The play opens with a very funny conversation between Alana (an engaging Emily Goddard) and her mother, Janice (Sacha Horler) as Alana tries to press a reluctant Janice to say why she was married at the Wayside Chapel. Her mother stubbornly clings to the fiction that the Wayside was “just around the corner” until she is drawn into talking about a dress she made for her interview with Noffs (Brandon McClelland). The dress “was really hard to make” – perhaps like piecing together a play from bits and pieces – but in the end “she did it”, her success giving her the confidence to face the interview. Magically (with Rashidi Edward as a sparkling genie) the dress transforms Alana into Janice who spends her day watching and listening at Wayside.

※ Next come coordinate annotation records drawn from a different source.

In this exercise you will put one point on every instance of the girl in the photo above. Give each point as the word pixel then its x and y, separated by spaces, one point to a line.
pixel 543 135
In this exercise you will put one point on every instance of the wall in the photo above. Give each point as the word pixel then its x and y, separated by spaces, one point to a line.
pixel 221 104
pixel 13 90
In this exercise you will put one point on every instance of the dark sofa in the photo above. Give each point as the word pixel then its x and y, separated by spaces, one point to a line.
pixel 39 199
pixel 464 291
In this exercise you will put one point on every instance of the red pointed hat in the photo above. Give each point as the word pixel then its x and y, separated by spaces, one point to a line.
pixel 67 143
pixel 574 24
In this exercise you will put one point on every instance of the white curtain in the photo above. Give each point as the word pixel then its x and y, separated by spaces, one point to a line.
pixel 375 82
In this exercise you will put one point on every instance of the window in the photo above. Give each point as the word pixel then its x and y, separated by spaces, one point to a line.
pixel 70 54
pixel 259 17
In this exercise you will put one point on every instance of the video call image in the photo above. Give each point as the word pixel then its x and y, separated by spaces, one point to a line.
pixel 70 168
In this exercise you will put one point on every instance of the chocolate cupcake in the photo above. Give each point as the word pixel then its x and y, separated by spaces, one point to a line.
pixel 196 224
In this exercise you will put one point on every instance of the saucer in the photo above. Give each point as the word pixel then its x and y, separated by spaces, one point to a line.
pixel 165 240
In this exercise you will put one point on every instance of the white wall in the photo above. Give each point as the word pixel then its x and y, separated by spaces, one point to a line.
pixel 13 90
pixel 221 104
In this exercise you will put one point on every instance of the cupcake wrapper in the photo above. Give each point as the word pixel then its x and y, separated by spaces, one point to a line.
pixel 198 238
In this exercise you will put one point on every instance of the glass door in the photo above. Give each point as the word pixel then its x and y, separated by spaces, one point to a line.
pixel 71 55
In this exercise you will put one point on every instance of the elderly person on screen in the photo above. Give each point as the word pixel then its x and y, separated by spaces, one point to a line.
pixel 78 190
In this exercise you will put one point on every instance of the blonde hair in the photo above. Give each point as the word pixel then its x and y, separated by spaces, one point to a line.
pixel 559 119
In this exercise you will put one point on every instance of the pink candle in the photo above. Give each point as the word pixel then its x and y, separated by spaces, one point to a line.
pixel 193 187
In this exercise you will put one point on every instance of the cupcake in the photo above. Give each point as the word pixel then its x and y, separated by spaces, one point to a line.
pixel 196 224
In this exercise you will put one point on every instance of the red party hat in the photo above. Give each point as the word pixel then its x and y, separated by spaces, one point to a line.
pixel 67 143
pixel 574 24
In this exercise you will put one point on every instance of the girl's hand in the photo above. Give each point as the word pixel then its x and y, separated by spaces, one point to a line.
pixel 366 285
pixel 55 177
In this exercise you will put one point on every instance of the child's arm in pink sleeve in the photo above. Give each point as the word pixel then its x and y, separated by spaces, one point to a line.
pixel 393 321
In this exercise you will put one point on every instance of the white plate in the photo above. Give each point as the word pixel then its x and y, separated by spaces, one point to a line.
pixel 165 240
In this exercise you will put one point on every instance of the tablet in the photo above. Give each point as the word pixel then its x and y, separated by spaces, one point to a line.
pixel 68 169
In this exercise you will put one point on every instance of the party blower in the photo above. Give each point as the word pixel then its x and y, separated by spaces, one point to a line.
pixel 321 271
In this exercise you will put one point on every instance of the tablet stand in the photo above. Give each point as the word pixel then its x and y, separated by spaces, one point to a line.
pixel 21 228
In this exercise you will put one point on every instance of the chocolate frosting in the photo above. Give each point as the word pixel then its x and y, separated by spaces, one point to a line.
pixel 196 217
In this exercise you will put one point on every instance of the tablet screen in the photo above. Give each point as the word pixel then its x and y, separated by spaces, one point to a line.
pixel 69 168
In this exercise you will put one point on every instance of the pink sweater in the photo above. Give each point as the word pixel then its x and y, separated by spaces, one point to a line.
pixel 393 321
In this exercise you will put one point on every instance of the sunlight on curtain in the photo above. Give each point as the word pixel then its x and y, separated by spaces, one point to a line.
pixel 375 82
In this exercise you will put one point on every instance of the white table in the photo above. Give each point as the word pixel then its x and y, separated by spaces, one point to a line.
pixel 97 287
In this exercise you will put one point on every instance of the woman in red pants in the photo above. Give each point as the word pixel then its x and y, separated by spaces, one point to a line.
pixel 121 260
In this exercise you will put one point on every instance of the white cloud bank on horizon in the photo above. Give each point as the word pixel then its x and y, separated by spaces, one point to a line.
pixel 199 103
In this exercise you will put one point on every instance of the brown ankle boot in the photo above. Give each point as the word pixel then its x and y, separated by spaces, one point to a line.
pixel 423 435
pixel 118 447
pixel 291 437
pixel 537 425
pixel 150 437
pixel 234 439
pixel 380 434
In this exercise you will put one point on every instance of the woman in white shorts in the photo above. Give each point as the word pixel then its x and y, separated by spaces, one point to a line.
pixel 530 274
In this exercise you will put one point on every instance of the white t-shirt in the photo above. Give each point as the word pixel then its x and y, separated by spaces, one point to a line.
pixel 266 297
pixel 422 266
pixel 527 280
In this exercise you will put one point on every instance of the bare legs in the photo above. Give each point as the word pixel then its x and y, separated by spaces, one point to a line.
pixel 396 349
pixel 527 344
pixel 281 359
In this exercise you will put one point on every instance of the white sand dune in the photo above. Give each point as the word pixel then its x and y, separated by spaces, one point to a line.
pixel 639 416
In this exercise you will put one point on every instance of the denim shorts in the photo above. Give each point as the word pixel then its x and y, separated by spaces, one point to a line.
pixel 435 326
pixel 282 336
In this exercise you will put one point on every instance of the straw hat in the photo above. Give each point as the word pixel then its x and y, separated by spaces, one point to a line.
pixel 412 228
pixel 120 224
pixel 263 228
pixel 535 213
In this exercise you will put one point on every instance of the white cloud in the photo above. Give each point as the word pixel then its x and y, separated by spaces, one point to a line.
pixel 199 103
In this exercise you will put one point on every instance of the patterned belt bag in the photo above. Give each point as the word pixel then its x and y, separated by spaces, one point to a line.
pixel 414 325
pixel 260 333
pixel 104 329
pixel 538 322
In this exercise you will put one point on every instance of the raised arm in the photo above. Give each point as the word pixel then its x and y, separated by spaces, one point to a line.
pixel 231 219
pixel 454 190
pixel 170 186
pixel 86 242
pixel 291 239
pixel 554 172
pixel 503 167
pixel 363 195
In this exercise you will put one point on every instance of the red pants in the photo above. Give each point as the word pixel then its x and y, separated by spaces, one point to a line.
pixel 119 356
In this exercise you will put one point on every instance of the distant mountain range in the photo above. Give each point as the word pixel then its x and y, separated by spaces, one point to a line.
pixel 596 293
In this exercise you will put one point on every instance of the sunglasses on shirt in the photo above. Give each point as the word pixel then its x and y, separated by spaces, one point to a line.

While the churches drew their circle of acceptance firmly, Noffs created a different circle and any who chose to enter it – although they may have danced to their own tune – were assured of a glowing “Welcome” and hospitality (a coffee urn and biscuit barrel). Noffs and his wife Margaret (again Horler who gives an outstanding performance in both her roles) opened the Wayside chapel in 1964 as a means of tackling the social problems of the Cross – the disaffected young, a pervasive drug culture and prostitution – and it became a refuge for the marginalised and those denied marriage and baptismal rites. The Ted we meet, in a powder-blue suit and white shoes, believes that people need acceptance rather than “fixing”, but his dedication has come at a price as the loyal Margaret later reveals in a powerful scene.
Throughout Alana’s composite day at Wayside we meet a sampling of the people who found acceptance within the Wayside circle. From the disoriented, sweet awesome (Maggie Blinco), the relaxed Joan (Sandy Greenwood) living in a car with her husband-to-be, the beehived interjector into others’ conversations (Rebecca Massey), a vociferous bride (Angelina Penrith) crying like a baby or a wolf because her father will not give her away, a debonair gay (Marco Chiappi) who agrees to be a substitute parent, a wraith-like bride in white lace (Blinco) who married a Vietnamese against both their parents’ inclinations, to a more fashionable “I’m an artist” couple (Massey and Edward), we gain the impression of the teeming life in the Cross and of the colourful chaos at the Chapel. It was all too much for the Methodist Church which found excuses to try to hobble its rebellious minister who preferred humanity to divinity.
As the play comes full circle and we return to Alana and Janice, who concedes that as a divorcee Noffs was her only option, the playwright Valentine joins her own voice with the voices of all the marginalised beneath a now rainbow-coloured “Welcome”. While it can be claimed we live in a secular age, two recent plays – Heroes of the Fourth Turning (Seymour) and A is for Apple (Griffin) – strongly suggest the restrictive and devaluing practices of religious or ideological faith is still a burning issue for many.